Even Facebook CEO Mark Zuckerberg has set forth his new year resolution for 2018. Recently he announced that his “personal challenge” for 2018 would be “to focus on fixing these important issues”. By this, he meant that his goal for 2018 was to put forward the business he had co-founded on a more solid footing, and this was his break from his long-standing practice of setting a purely personal annual goal.
In his recent post, the social media honcho and of the world’s wealthiest people wrote that “The world feels anxious and divided, and Facebook has a lot of work to do”. In the previous years, his new year resolutions included learning Mandarin, reading two books a month and traveling to U.S. states he had not yet visited.
This year his post mainly spoke about Facebook standing at a crossroads that required much of his attention. He further cited the spread of hate speech on social media, usage of Facebook by Russia and other countries to disseminate propaganda and criticism that might prove the platform to be an addictive waste of time.
In lieu of this, it needs mentioning that as per a new law in Germany, social networks such as Facebook and Twitter are required to remove online hate speech or face fines. Even in the United States, lawmakers have criticized Facebook for failing to prevent Russian operatives from using its platform to meddle in the 2016 U.S. elections. In addition to this, ex-Facebook executives have publicly questioned whether using the network leads to unhealthy behaviors.
Zuckerberg said his “personal challenge for 2018 is to focus on fixing these important issues.” He also added that the pledge “may not seem like a personal challenge on its face,” but that he would definitely learn a lot. He specifically did not mention what he would do.
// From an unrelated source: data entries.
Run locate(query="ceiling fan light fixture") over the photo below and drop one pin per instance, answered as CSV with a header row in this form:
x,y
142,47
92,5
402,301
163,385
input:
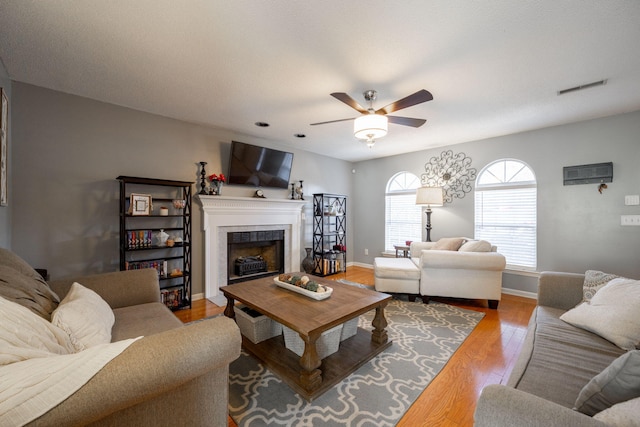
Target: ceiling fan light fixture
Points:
x,y
370,126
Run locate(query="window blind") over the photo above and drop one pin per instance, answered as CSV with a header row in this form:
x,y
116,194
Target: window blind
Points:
x,y
507,218
403,219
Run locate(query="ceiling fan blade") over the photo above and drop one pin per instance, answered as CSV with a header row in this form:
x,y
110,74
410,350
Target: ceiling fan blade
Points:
x,y
332,121
406,121
417,98
341,96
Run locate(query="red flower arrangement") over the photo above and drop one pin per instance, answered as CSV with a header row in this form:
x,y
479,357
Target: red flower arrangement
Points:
x,y
217,177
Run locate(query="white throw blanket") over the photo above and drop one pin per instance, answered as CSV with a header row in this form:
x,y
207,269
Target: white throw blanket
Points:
x,y
38,369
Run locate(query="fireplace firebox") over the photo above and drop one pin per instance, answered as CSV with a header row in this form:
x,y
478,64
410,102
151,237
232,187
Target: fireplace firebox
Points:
x,y
254,254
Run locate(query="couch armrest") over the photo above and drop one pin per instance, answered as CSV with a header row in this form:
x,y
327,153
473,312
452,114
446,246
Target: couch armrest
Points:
x,y
152,366
560,290
500,406
417,247
118,289
462,260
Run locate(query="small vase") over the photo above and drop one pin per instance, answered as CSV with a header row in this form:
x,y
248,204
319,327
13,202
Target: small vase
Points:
x,y
307,263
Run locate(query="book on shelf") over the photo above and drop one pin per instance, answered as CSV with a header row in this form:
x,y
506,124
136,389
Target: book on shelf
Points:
x,y
159,265
172,298
139,239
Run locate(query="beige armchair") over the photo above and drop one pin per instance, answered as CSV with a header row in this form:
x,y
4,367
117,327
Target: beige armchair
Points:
x,y
474,273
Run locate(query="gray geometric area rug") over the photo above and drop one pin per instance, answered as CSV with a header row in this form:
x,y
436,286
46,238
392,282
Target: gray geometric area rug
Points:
x,y
425,336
The post also included writings like “We won’t prevent all mistakes or abuse, but we currently make too many errors enforcing our policies and preventing misuse of our tools.”
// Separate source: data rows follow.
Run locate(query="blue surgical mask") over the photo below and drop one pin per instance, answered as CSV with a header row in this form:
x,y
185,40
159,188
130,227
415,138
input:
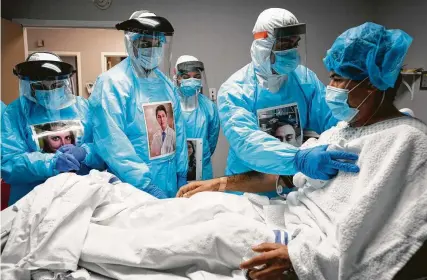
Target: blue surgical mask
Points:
x,y
190,87
286,61
337,100
55,99
149,58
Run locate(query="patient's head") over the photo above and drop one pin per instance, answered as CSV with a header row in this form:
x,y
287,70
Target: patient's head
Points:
x,y
364,64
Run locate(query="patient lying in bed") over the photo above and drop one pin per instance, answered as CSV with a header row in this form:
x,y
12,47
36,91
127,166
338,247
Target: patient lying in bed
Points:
x,y
359,226
367,224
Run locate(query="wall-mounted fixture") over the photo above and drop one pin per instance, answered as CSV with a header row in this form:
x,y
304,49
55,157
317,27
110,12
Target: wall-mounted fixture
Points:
x,y
102,4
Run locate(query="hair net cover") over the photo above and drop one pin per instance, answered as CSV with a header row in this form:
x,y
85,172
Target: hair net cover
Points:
x,y
369,50
268,20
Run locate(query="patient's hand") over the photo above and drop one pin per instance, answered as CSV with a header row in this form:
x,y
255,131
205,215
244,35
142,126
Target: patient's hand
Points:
x,y
274,261
199,186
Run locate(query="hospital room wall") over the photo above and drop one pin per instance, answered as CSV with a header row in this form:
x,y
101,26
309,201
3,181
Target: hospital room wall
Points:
x,y
410,17
217,32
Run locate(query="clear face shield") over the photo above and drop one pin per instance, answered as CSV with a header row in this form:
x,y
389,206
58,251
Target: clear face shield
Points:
x,y
149,52
190,81
289,51
47,84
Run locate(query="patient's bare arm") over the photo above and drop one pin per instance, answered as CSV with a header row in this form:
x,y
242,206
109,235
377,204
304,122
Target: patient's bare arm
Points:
x,y
247,182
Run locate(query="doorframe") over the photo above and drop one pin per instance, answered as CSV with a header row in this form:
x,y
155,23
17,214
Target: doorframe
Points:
x,y
79,65
112,54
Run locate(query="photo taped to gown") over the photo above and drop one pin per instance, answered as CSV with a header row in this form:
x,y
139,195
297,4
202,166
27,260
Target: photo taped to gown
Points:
x,y
160,127
282,122
51,136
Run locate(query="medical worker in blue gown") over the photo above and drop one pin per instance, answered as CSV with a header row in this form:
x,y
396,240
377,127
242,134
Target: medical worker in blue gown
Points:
x,y
200,113
276,87
124,103
3,107
47,99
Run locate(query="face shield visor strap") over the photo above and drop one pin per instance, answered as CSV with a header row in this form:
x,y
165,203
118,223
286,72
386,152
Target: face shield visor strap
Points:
x,y
191,81
53,95
290,50
149,52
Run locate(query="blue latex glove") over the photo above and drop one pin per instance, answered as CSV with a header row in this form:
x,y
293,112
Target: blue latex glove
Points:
x,y
317,163
182,181
155,191
67,163
78,152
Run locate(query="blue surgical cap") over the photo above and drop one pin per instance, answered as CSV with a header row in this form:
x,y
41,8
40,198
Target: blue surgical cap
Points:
x,y
369,50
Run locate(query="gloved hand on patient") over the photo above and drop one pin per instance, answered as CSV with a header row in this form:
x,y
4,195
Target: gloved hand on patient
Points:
x,y
79,153
66,163
199,186
273,262
319,163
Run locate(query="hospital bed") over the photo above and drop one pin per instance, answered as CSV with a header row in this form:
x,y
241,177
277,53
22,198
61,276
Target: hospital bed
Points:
x,y
415,269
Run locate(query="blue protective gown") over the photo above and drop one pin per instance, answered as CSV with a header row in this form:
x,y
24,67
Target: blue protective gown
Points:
x,y
120,133
240,97
203,123
3,107
23,166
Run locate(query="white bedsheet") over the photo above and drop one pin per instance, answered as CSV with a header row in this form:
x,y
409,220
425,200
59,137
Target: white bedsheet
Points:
x,y
121,232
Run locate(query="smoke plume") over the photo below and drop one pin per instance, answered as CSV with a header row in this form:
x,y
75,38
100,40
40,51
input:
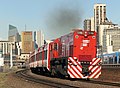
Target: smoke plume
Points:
x,y
62,20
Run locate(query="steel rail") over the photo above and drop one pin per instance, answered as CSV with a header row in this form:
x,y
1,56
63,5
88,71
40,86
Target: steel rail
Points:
x,y
23,74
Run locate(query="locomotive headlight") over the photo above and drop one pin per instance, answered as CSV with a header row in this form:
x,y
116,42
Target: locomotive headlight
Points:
x,y
80,32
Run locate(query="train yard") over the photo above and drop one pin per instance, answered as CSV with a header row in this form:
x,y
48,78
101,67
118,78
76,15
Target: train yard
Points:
x,y
107,80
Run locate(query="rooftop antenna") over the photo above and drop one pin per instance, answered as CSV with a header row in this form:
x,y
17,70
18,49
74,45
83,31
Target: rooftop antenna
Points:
x,y
25,27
Here, Zuckerberg has acknowledged that the problems facing a platform with 2 billion users “touch on questions of history, civics, political philosophy, media, government, and of course technology” and also said that he planned to consult with experts in those fields.
But the second half of Zuckerberg’s post, in which he discusses centralization and decentralization of power in technology, actually poses a picture of Zuckerberg’s general approach.This includes proposing technological solutions to political problems. If Zuckerberg would have been interested in the decentralization of power, he might wish to address his company’s pattern of aggressively acquiring its competitors or simply copying their features.